Je me suis préparée, je sais qu’il faudra que je parte, mais je serais bien restée. Je vois que l’immeuble se dégrade. J’avais une autre possibilité c’était de courir dans le privé et puis de trouver un appartement. Mais dans le privé c’est quasiment impossible pour moi.

J’aime pas les inégalités et j’ai beaucoup été dans le milieu associatif, j’ai été déléguée syndicale. Si je peux aider, j’aide. Mais quand je vois ma voisine de 78 ans avec son déambulateur… ils nous mettent en danger. Il peut arriver n’importe quoi. J’ai l’impression que l’on est des pions.

Dès qu’elle a appris qu’elle allait devoir définitivement quitter son appartement, Dalila a commencé à faire ses cartons.
Pendant près d’un an, elle a vécu au milieu de dizaines de boîtes.
Dalila dit ne jamais avoir eu peur à Planoise. Mais depuis qu’une bonne partie des locataires sont partis, c’est une autre vie qui a commencée pour elle.

J’ai mis des guirlandes et avant de partir je les allume et le les mets dans le couloir.
Je me rassure.

Derrière ma porte, j’ai mis une ficelle avec un gros truc en cuivre. Si on me force la porte ça fera du bruit. Quand je pars au travail, je laisse une lumière et mets mon poste.

Seulement quelques appartements ont été murés par le bailleur Loge.GBM après le départ de leurs locataires. Il était ainsi possible de se rendre sans difficulté dans les nombreuses anciennes habitations de l’immeuble.
Faute d’intervention du bailleur, Dalila a elle même scotché les fenêtres d’un appartement se trouvant porche du sien.
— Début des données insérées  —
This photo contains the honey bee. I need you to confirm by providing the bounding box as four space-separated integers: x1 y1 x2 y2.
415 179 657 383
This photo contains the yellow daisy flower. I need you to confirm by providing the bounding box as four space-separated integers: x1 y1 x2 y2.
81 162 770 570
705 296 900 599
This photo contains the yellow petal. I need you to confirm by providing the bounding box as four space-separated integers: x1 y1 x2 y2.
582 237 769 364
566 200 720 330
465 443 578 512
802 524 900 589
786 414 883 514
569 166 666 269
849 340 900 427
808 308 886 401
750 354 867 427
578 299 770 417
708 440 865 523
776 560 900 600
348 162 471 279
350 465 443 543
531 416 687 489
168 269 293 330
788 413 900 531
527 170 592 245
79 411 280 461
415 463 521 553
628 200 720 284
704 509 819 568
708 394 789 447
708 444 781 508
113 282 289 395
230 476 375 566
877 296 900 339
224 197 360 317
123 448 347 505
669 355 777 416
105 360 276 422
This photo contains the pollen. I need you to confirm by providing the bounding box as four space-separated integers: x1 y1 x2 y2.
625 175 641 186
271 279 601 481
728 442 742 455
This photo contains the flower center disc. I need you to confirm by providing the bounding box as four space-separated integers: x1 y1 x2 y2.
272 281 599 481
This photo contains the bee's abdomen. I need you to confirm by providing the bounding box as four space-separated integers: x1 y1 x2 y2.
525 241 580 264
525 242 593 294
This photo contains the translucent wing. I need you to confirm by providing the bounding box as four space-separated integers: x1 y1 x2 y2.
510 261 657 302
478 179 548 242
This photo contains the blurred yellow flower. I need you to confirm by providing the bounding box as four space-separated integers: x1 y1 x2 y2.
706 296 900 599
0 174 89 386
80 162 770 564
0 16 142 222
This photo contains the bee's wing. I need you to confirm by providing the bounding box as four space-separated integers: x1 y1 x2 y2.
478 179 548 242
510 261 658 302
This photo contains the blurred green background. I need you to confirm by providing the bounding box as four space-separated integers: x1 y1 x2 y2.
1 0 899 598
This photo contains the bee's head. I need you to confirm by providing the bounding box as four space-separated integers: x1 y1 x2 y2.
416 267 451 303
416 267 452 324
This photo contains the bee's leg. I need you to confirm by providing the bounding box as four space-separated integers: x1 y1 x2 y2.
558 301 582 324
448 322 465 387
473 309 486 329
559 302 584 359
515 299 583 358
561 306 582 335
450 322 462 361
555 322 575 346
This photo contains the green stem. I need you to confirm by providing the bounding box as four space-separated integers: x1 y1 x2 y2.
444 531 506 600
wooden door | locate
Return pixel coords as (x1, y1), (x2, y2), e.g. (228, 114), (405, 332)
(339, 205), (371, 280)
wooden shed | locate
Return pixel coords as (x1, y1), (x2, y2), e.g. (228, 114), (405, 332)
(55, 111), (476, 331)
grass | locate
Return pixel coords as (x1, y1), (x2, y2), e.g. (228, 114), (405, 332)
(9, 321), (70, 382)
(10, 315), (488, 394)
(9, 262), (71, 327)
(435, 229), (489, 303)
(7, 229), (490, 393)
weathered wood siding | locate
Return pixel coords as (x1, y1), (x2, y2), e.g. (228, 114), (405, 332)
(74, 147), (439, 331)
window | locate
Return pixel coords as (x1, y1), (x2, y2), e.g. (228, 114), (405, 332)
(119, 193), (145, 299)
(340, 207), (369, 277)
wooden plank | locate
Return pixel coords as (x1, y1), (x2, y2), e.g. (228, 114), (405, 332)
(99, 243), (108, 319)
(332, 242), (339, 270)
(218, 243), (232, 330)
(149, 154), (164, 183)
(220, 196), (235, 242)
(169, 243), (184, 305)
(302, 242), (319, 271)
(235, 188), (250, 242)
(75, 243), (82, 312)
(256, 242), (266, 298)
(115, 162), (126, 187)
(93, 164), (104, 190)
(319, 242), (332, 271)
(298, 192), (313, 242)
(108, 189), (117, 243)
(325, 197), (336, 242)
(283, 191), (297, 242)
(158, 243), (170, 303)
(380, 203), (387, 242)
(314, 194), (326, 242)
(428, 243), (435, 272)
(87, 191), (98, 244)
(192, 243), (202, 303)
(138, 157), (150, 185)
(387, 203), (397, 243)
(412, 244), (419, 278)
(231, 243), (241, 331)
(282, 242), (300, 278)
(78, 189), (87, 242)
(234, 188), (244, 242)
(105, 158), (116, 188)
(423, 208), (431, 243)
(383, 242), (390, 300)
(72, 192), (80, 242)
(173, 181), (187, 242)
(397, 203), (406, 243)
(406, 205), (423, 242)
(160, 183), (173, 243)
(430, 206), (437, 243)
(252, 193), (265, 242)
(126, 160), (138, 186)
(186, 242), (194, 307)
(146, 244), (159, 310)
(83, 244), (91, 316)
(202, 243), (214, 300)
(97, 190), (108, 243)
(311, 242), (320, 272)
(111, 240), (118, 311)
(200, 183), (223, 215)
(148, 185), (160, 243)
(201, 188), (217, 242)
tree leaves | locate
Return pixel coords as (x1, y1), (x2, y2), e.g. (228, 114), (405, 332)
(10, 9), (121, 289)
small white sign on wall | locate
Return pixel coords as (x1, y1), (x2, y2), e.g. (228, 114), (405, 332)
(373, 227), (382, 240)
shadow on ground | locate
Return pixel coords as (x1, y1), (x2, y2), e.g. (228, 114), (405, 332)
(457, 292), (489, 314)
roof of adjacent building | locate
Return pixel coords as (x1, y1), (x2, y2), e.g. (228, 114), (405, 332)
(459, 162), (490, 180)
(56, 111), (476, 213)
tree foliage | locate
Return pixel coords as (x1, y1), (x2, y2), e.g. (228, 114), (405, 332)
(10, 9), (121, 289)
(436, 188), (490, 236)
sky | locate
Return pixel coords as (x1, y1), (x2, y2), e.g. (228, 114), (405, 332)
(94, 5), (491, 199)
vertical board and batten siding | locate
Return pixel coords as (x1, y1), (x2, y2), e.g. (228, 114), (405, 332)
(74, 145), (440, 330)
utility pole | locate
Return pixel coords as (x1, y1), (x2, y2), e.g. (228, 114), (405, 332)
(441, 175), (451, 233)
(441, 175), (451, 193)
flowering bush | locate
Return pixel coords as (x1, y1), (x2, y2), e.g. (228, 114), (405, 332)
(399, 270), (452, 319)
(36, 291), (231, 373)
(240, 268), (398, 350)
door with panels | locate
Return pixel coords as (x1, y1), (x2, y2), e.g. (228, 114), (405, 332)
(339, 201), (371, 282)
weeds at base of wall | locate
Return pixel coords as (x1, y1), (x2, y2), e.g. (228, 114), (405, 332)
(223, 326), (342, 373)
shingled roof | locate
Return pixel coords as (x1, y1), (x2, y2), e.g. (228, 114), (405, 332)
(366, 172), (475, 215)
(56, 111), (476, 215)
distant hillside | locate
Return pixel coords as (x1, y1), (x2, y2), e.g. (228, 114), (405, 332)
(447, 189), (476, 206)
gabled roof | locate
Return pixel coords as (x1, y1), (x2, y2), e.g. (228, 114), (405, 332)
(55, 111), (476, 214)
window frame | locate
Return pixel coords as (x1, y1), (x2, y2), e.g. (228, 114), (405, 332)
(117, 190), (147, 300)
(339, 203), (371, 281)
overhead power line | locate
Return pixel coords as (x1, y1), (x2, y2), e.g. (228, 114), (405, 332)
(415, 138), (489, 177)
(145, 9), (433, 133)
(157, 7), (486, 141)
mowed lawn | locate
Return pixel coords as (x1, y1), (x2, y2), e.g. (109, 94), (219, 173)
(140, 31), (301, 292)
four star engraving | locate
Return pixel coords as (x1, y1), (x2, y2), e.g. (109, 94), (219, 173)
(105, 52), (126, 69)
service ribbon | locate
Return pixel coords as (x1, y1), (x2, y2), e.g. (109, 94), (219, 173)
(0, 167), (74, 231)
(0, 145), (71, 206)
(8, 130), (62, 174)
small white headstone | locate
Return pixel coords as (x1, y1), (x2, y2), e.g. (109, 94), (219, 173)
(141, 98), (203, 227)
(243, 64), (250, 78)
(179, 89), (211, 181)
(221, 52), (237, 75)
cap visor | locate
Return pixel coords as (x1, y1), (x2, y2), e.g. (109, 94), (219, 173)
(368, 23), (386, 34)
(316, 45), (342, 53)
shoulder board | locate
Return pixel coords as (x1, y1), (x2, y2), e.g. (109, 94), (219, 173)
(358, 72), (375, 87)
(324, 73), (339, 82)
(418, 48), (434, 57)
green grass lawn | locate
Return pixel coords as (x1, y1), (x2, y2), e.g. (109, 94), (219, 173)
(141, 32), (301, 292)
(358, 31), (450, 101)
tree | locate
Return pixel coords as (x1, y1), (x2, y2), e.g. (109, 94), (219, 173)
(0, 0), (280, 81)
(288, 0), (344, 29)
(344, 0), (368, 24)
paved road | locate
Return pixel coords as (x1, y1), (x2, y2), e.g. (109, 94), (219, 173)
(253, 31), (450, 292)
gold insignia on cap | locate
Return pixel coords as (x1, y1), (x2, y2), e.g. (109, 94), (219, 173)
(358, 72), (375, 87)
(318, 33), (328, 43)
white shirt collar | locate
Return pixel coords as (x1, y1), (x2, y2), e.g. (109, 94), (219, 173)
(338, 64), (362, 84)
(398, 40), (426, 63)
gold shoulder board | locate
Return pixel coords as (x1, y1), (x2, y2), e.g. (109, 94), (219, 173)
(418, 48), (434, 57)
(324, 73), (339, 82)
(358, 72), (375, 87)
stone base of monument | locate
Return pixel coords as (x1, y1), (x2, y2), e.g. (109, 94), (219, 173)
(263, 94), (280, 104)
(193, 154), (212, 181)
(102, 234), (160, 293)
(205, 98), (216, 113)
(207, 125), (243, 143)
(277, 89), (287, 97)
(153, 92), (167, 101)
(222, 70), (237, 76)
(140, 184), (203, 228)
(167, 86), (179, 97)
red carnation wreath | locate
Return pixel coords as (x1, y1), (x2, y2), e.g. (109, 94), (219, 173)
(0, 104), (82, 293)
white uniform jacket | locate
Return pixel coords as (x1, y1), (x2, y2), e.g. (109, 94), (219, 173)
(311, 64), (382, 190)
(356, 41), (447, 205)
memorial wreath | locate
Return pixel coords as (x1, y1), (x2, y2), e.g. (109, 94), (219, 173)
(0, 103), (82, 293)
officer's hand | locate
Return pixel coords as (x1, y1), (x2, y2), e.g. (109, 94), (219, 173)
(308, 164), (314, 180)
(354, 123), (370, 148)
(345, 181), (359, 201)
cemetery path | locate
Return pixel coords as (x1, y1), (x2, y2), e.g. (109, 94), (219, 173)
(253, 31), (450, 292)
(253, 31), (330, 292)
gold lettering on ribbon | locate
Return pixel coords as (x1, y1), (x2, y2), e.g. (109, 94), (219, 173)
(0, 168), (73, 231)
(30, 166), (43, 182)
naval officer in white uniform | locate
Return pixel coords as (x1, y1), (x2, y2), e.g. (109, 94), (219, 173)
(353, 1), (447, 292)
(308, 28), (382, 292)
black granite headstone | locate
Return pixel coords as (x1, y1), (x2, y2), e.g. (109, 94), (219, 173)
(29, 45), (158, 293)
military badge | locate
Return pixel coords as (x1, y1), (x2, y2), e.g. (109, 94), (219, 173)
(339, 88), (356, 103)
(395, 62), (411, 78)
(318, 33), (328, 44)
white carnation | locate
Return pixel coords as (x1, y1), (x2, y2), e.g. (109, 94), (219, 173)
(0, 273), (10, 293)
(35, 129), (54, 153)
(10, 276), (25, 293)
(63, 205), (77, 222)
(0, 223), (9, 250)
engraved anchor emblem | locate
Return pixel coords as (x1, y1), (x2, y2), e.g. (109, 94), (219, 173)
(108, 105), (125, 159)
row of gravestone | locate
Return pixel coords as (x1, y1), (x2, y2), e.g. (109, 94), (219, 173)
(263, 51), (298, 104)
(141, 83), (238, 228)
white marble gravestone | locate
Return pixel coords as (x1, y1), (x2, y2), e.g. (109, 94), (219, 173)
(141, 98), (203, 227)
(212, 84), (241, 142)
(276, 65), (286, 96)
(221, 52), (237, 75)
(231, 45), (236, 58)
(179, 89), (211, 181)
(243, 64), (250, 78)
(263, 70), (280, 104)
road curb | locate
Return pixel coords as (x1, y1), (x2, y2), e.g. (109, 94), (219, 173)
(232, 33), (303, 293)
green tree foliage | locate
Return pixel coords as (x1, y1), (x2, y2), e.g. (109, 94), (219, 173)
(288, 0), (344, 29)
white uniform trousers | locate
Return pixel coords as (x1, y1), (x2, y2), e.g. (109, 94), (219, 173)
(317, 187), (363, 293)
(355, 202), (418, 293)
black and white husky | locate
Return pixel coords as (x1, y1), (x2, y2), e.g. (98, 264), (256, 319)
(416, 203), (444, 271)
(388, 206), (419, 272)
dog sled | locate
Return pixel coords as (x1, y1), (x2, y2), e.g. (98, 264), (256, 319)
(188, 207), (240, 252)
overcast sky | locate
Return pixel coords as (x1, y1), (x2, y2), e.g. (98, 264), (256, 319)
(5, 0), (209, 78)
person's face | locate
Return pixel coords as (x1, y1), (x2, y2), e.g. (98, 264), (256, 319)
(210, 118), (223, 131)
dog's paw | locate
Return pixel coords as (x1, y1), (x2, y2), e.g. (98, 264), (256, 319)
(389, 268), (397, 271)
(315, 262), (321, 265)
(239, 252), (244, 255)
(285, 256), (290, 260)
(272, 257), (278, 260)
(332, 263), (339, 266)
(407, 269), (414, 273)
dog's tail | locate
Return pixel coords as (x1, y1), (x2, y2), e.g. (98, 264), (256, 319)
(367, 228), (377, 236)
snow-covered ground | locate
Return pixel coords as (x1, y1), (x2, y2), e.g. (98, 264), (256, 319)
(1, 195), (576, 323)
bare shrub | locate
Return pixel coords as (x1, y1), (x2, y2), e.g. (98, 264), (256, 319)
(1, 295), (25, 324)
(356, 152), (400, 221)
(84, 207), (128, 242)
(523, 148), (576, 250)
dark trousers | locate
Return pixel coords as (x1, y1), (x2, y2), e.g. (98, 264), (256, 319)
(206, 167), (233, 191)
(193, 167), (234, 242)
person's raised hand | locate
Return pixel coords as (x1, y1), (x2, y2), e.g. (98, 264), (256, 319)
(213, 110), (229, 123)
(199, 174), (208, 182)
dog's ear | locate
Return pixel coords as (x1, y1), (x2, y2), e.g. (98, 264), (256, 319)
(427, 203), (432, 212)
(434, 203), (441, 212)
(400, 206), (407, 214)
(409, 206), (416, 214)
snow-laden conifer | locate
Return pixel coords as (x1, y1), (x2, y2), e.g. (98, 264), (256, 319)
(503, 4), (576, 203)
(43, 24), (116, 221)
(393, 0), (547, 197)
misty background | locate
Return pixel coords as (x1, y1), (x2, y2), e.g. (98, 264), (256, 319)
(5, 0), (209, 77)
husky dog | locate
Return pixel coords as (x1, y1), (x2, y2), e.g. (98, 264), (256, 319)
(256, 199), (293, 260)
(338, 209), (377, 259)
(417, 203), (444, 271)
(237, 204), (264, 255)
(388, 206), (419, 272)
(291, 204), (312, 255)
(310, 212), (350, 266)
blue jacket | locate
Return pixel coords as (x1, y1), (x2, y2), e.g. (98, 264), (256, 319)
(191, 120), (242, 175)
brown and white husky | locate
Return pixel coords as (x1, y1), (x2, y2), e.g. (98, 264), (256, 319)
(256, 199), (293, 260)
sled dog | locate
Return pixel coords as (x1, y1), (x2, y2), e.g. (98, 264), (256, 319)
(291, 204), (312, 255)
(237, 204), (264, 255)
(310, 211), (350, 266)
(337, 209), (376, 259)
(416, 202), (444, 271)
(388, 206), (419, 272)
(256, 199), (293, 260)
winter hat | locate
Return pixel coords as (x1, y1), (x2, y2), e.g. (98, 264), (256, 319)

Un jour mon badge ne fonctionnait pas. J’ai appelé Loge.GBM, et on m’a dit « pourquoi vous ne passez pas par la cave ? C’est ouvert ». Je lui ai répondu que je ne savais pas que la cave était maintenant une porte d’entrée .

On nous a mis en insécurité. On paye un loyer, le propriétaire nous doit jouissance de notre appartement et nous doit la sécurité. Là, ce n’est pas le cas.

J’ai honte de faire venir des gens chez moi, même ma fille ne vient plus. Quand elle arrive elle me dit « maman, comment tu fais pour vivre là ? » Il y a des gens qui ont des rats chez eux.

Les appartements de l’immeuble étaient grands, adaptés à toutes les situations familiales et confortables. En face de certains appartements, il y avait des petits balcons.

Les locataires ici, ils mettaient des plantes et c’était joli. C’était un beau batiment.
Il y a 17 ans, c’était beau. 

À leur niveau, on parle de chiffres. Plus ça traîne, plus ça coûte cher.

Avant l’annonce du projet de démolition du bâtiment, les 180 logements de la barre au quatre cages d’escalier étaient occupés.
L’immeuble rue Picardie, et rue de Franche-Comté faisant face au batiment de Dalila va lui aussi être détruit. Au total à Planoise, 1200 logements vont disparaitre.
Tous les appartements proposés à Dalila pour son relogement étaient tous plus petits et tous plus cher.

Je me sens bisontine, je n’ai pas de préférence pour le quartier. Mais je veux vivre dans un quartier où je peux vivre bien, où j’ai tout à proximité. Dans ma demande de logement j’ai dit que j’avance dans l’âge, et que si un jour j’ai plus de voiture, je ne veux pas être isolée. Je veux avoir les transports en commun et des commerces de proximité.